- Rating: Good
- Conditions: Strawberry is now ice free! DWR has stocked over 600,000 8- to 9-inch cutthroats over the last two weeks. Some anglers report slow fishing, but most anglers report good success using various baits, lures and flies. A variety of fly and lure colors are currently effective; the fish seem to be hungry. If one technique or location isn't producing, change things up or move and success should improve.
Cutthroat Trout Viewing Day will take place at the Strawberry Visitor Center on Saturday, June 1 from 9 a.m. until noon. Though the stream will be murky, we will be in the fish trap and egg-taking facility behind the visitor center holding up fish for you to see (and maybe touch!).

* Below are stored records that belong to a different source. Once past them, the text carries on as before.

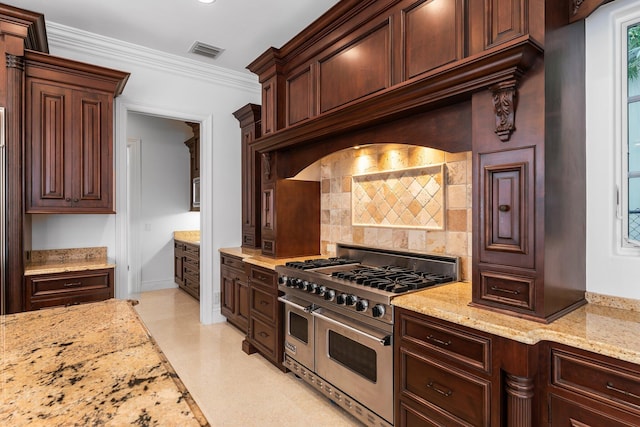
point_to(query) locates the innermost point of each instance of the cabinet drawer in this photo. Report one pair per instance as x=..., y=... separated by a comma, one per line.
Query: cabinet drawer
x=508, y=290
x=265, y=336
x=447, y=342
x=262, y=276
x=264, y=303
x=232, y=262
x=465, y=398
x=597, y=379
x=565, y=413
x=95, y=280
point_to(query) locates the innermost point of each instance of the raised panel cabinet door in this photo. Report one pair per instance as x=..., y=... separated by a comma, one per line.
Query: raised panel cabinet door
x=48, y=166
x=92, y=151
x=507, y=208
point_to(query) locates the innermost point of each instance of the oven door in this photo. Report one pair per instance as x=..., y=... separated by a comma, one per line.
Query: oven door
x=357, y=359
x=298, y=338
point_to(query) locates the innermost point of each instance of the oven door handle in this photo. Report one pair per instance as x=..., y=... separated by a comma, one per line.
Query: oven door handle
x=385, y=341
x=306, y=309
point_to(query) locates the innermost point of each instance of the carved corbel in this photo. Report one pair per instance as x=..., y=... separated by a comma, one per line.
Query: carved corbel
x=266, y=165
x=504, y=104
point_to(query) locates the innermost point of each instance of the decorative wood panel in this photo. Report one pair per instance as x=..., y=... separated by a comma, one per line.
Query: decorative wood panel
x=361, y=68
x=299, y=97
x=433, y=35
x=505, y=20
x=507, y=207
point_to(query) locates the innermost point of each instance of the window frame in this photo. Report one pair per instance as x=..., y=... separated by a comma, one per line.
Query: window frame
x=626, y=245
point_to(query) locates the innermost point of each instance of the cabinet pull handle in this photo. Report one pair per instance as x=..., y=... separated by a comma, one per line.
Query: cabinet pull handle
x=72, y=284
x=611, y=387
x=437, y=388
x=436, y=340
x=506, y=291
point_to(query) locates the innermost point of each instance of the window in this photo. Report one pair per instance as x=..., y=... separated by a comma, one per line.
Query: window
x=630, y=200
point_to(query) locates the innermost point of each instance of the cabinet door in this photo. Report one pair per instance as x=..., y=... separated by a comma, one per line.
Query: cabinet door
x=48, y=165
x=92, y=152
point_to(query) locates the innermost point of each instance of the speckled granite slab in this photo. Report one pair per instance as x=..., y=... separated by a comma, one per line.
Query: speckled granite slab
x=599, y=328
x=91, y=364
x=64, y=260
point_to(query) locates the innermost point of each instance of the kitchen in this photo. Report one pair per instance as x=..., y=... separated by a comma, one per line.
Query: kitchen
x=624, y=291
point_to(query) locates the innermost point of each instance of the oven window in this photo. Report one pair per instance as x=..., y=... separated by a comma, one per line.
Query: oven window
x=298, y=327
x=353, y=355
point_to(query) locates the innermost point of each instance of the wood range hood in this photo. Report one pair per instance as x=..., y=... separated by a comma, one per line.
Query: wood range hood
x=501, y=78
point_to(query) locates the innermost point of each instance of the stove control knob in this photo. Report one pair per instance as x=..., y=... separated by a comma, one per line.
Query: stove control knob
x=378, y=310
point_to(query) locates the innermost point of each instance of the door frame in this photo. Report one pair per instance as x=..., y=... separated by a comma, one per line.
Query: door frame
x=206, y=200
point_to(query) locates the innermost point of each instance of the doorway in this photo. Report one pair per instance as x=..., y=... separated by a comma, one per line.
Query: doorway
x=123, y=247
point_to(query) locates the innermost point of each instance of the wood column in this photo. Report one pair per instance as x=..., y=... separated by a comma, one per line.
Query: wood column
x=14, y=262
x=520, y=393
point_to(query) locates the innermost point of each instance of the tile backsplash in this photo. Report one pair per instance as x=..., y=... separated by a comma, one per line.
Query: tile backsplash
x=379, y=218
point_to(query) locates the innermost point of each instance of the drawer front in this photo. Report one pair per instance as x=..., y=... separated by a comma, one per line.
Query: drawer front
x=265, y=336
x=264, y=277
x=565, y=413
x=508, y=290
x=464, y=397
x=264, y=303
x=67, y=300
x=94, y=280
x=447, y=342
x=232, y=262
x=596, y=379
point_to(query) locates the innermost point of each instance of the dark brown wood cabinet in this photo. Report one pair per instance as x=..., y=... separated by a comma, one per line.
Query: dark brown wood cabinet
x=587, y=389
x=250, y=125
x=266, y=316
x=193, y=144
x=68, y=288
x=186, y=267
x=234, y=297
x=69, y=135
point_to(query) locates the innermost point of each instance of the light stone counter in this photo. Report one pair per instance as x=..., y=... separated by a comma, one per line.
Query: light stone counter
x=254, y=256
x=90, y=364
x=188, y=236
x=599, y=326
x=66, y=260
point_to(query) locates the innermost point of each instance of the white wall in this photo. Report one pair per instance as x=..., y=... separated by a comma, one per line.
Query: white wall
x=165, y=190
x=171, y=87
x=610, y=270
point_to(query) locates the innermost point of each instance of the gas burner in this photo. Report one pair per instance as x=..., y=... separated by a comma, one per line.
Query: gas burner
x=319, y=263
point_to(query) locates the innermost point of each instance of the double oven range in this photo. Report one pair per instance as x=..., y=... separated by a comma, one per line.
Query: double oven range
x=339, y=321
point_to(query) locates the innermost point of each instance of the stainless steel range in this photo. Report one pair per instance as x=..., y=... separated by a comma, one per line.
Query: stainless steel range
x=339, y=321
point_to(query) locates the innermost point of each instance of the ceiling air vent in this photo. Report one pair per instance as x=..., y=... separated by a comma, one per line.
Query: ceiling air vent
x=207, y=50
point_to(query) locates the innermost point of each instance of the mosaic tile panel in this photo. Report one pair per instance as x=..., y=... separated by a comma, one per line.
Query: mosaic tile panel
x=400, y=198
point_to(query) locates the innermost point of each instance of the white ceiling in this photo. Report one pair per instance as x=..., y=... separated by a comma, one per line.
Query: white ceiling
x=243, y=28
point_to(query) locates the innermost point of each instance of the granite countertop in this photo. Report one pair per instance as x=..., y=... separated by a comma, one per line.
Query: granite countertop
x=66, y=260
x=187, y=236
x=254, y=256
x=90, y=364
x=600, y=326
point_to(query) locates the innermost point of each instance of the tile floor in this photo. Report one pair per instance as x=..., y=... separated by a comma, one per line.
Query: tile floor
x=231, y=387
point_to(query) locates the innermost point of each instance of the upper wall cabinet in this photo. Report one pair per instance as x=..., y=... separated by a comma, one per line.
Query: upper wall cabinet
x=69, y=135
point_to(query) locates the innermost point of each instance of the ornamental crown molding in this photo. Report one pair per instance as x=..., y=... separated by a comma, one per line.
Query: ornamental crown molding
x=88, y=43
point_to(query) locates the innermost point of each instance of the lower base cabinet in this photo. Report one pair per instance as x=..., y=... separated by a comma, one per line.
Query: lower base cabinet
x=68, y=288
x=234, y=296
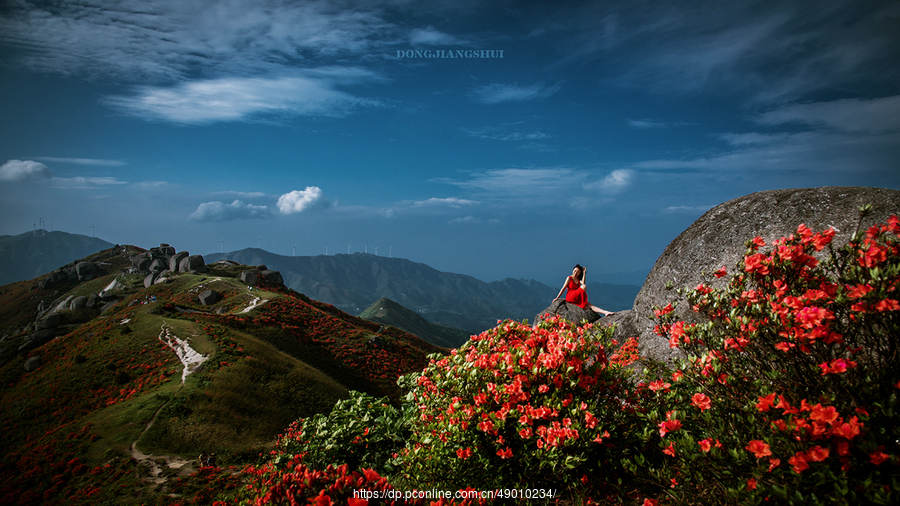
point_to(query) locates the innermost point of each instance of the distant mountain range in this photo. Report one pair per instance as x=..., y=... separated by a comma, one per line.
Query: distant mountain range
x=35, y=253
x=388, y=312
x=354, y=282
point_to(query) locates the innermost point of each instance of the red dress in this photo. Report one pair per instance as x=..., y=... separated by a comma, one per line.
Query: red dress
x=575, y=294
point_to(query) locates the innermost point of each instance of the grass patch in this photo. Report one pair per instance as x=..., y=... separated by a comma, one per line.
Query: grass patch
x=237, y=409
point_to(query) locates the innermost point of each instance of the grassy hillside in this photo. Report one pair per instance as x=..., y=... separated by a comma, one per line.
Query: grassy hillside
x=105, y=418
x=35, y=253
x=388, y=312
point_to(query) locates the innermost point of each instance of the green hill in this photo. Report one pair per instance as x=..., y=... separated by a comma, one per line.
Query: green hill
x=35, y=253
x=388, y=312
x=100, y=414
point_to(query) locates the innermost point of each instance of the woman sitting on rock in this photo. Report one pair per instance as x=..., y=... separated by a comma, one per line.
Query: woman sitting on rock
x=576, y=291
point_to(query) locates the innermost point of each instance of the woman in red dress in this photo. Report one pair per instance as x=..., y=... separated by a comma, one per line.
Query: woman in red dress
x=576, y=291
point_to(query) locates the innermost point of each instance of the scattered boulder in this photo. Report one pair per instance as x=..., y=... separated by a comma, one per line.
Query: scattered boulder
x=79, y=302
x=50, y=321
x=193, y=263
x=159, y=265
x=718, y=239
x=175, y=260
x=568, y=311
x=32, y=363
x=142, y=262
x=209, y=297
x=273, y=277
x=249, y=277
x=86, y=271
x=150, y=279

Strawberry Reservoir has special regulations. Check the Utah Fishing Guidebook for more regulations. For help differentiating Bear Lake cutthroat trout and rainbow trout, download the identification brochure.
- Location: Wasatch County
- Directions: 23 miles southeast of Heber City, Utah on Hwy. 40
- Type: Blue Ribbon
- Size: 17,120 acres (maximum)
- Elevation: 7,602 feet
- Hours: No restrictions
- Likely catch: Cutthroat Trout, Rainbow Trout
- Possible catch: Kokanee Salmon, Smallmouth Bass
- Regulations: To see what statewide or special regulations apply to this waterbody, please read the current Fishing Guidebook.
- Site amenities: Boat launching facilities (4 ramps), marina stores, restaurants, campgrounds, sanitary dump stations, Forest Service visitor center, Strawberry River fish trap and egg collection station
- Handicap access: Haws Point handicapped access
- Site description: Strawberry Reservoir lies in an open mountain valley with mixed conifer and aspen forests on the upper slopes. The reservoir contains four major fishing zones including the Strawberry Basin, Meadows Basin, the Narrows, and Soldier Creek Basin. Strawberry Valley provides a variety of fishing opportunities from catch and release fishing in the tributaries to trophy cutthroat and rainbow fishing on the reservoir. Most of the fishing pressure and catch occurs from boats. Shoreline fishing is best during the cooler seasons of spring and fall.